Of a sudden he was aware of something dark against the stars that
tossed, and a light below, and a brightness of the cloven sea; and
he heard speech of men. He cried out aloud and a voice answered;
and in a twinkling the bows of a ship hung above him on a wave like
a thing balanced, and swooped down. He caught with his two hands
in the chains of her, and the next moment was buried in the rushing
seas, and the next hauled on board by seamen.
They gave him gin and biscuit and dry clothes, and asked him how he
came where they found him, and whether the light which they had
seen was the lighthouse, Lae o Ka Laau. But Keola knew white men
are like children and only believe their own stories; so about
himself he told them what he pleased, and as for the light (which
was Kalamake's lantern) he vowed he had seen none.
This ship was a schooner bound for Honolulu, and then to trade in
the low islands; and by a very good chance for Keola she had lost a
man off the bowsprit in a squall. It was no use talking. Keola
durst not stay in the Eight Islands. Word goes so quickly, and all
men are so fond to talk and carry news, that if he hid in the north
end of Kauai or in the south end of Kau, the wizard would have wind
of it before a month, and he must perish. So he did what seemed
the most prudent, and shipped sailor in the place of the man who
had been drowned.
In some ways the ship was a good place. The food was
extraordinarily rich and plenty, with biscuits and salt beef every
day, and pea-soup and puddings made of flour and suet twice a week,
so that Keola grew fat. The captain also was a good man, and the
crew no worse than other whites. The trouble was the mate, who was
the most difficult man to please Keola had ever met with, and beat
and cursed him daily, both for what he did and what he did not.
The blows that he dealt were very sore, for he was strong; and the
words he used were very unpalatable, for Keola was come of a good
family and accustomed to respect. And what was the worst of all,
whenever Keola found a chance to sleep, there was the mate awake
and stirring him up with a rope's end. Keola saw it would never
do; and he made up his mind to run away.
They were about a month out from Honolulu when they made the land.
It was a fine starry night, the sea was smooth as well as the sky
fair; it blew a steady trade; and there was the island on their
weather bow, a ribbon of palm trees lying flat along the sea. The
captain and the mate looked at it with the night glass, and named
the name of it, and talked of it, beside the wheel where Keola was
steering. It seemed it was an isle where no traders came. By the
captain's way, it was an isle besides where no man dwelt; but the
mate thought otherwise.
"I don't give a cent for the directory," said he, "I've been past
here one night in the schooner EUGENIE; it was just such a night as
this; they were fishing with torches, and the beach was thick with
lights like a town."
"Well, well," says the captain, "its steep-to, that's the great
point; and there ain't any outlying dangers by the chart, so we'll
just hug the lee side of it. Keep her romping full, don't I tell
you!" he cried to Keola, who was listening so hard that he forgot
And the mate cursed him, and swore that Kanaka was for no use in
the world, and if he got started after him with a belaying pin, it
would be a cold day for Keola.
And so the captain and mate lay down on the house together, and
Keola was left to himself.
"This island will do very well for me," he thought; "if no traders
deal there, the mate will never come. And as for Kalamake, it is
not possible he can ever get as far as this."
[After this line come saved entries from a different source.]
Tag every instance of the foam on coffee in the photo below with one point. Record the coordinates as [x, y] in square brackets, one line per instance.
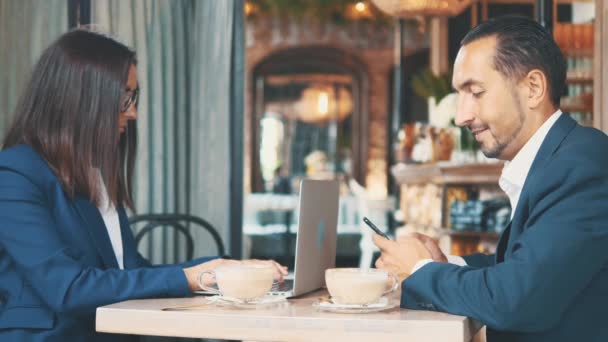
[356, 286]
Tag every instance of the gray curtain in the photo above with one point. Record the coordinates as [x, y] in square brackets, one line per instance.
[26, 28]
[184, 50]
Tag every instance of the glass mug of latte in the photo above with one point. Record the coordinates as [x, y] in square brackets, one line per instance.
[246, 283]
[358, 286]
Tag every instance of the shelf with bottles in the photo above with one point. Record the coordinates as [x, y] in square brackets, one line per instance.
[576, 42]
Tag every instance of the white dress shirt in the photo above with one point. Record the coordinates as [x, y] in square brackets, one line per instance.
[513, 176]
[110, 219]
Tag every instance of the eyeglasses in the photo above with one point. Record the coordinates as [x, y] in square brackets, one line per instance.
[131, 99]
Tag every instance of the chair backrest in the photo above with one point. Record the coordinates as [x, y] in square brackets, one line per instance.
[181, 224]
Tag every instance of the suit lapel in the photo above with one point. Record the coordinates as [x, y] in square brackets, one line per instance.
[514, 229]
[97, 230]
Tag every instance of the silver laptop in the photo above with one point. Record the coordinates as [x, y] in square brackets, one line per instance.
[316, 237]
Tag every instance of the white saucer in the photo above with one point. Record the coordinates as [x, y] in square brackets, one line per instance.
[233, 302]
[326, 304]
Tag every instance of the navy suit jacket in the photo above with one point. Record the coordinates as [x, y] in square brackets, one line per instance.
[57, 264]
[548, 280]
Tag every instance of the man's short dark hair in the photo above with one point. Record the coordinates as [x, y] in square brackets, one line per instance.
[523, 45]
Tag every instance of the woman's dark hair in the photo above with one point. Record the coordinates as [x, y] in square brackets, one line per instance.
[523, 45]
[69, 112]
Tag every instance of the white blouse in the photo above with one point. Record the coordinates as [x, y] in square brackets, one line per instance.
[112, 223]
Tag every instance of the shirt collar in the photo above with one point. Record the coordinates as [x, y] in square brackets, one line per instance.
[516, 171]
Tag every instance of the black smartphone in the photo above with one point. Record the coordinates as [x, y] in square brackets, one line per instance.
[374, 228]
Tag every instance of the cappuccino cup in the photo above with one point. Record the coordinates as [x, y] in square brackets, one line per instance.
[358, 286]
[246, 283]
With that he kept edging the schooner nearer in. He had to do this
quietly, for it was the trouble with these white men, and above all
with the mate, that you could never be sure of them; they would all
be sleeping sound, or else pretending, and if a sail shook, they
would jump to their feet and fall on you with a rope's end. So
Keola edged her up little by little, and kept all drawing. And
presently the land was close on board, and the sound of the sea on
the sides of it grew loud.
With that, the mate sat up suddenly upon the house.
"What are you doing?" he roars. "You'll have the ship ashore!"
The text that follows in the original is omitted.